Cette stratégie repose sur une triple logique. Primo, attirer les investissements directs étrangers en combinant baisses fiscales et barrières douanières — Sanofi a ainsi annoncé 20 milliards de dollars d’investissements aux États-Unis, au détriment de ses sites en France. Secundo, compenser les cadeaux fiscaux faits au capital par des recettes douanières. Tertio, structurer un rapport de force géoéconomique avec la Chine, perçue comme la seule puissance capable de contester l’hégémonie américaine.

L’Union européenne, elle, reste sans cap. Elle propose des ripostes tarifaires — 25 % sur 20 milliards d’euros de produits, peut-être étendus à 100. La France, de son côté, multiplie les déclarations sans effet. L’exécutif s’indigne, appelle à la retenue, mais laisse le CAC40 déplacer capitaux, emplois et innovation vers les États-Unis. Le ministre de l’Économie évoque de « mauvais signaux », sans jamais traduire l’alerte en actes.

Nous assistons à une transformation du capitalisme mondialisé, qui ne renonce pas à la mondialisation mais en redéfinit profondément les règles. À la fluidité des échanges succède une logique de cloisonnement, d’affrontement stratégique et de militarisation des flux. Il s’agit d’imposer un nouveau régime d’accumulation : plus autoritaire, plus conflictuel, plus instable.

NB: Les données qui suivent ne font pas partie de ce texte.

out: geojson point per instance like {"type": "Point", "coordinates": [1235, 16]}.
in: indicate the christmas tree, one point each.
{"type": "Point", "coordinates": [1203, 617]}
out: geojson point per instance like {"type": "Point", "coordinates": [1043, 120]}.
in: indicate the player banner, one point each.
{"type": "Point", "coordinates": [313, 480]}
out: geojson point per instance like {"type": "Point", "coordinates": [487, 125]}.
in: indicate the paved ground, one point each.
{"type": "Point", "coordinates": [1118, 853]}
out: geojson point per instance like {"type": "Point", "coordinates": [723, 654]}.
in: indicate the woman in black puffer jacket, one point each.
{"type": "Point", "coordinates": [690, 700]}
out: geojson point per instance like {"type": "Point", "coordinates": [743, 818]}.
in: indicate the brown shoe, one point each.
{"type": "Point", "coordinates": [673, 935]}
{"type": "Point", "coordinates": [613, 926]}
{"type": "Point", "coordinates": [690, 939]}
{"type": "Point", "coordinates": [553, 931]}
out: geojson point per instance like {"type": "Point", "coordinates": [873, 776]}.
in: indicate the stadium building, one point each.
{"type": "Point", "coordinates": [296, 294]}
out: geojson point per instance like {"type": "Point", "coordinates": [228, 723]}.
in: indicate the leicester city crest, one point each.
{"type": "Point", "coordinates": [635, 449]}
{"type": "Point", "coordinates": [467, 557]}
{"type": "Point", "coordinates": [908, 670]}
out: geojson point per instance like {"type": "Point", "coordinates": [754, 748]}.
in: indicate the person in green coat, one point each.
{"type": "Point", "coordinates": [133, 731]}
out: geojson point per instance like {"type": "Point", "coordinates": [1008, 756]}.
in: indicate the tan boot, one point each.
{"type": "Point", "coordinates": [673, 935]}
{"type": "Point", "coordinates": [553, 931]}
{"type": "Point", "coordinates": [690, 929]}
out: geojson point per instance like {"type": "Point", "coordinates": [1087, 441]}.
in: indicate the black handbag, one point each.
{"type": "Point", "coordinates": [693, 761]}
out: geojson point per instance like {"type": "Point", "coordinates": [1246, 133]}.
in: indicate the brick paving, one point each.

Le paradigme de la compétitivité touche à ses limites. Il ne suffit plus à garantir la domination des grandes puissances économiques. Face à une Chine désormais capable d’exceller sur une grande partie de la chaîne de valeur, les États-Unis abandonnent l’idée d’un jeu à « armes égales ». Ils associent stratégies productives et politiques de force. La monnaie elle-même redevient plus que jamais un levier de coercition : Trump promeut une dévaluation du dollar et pousse les stable coins, renforçant l’influence monétaire américaine en contournant les institutions traditionnelles — y compris leur propre banque centrale. L’Europe, enlisée dans ses dogmes, reste aveugle à ces bouleversements. Elle s’accroche à une doctrine monétariste rigide, fondée sur la discipline budgétaire et l’obsession de la compétitivité-prix, sans jamais envisager l’outil du crédit comme levier de transformation écologique et sociale.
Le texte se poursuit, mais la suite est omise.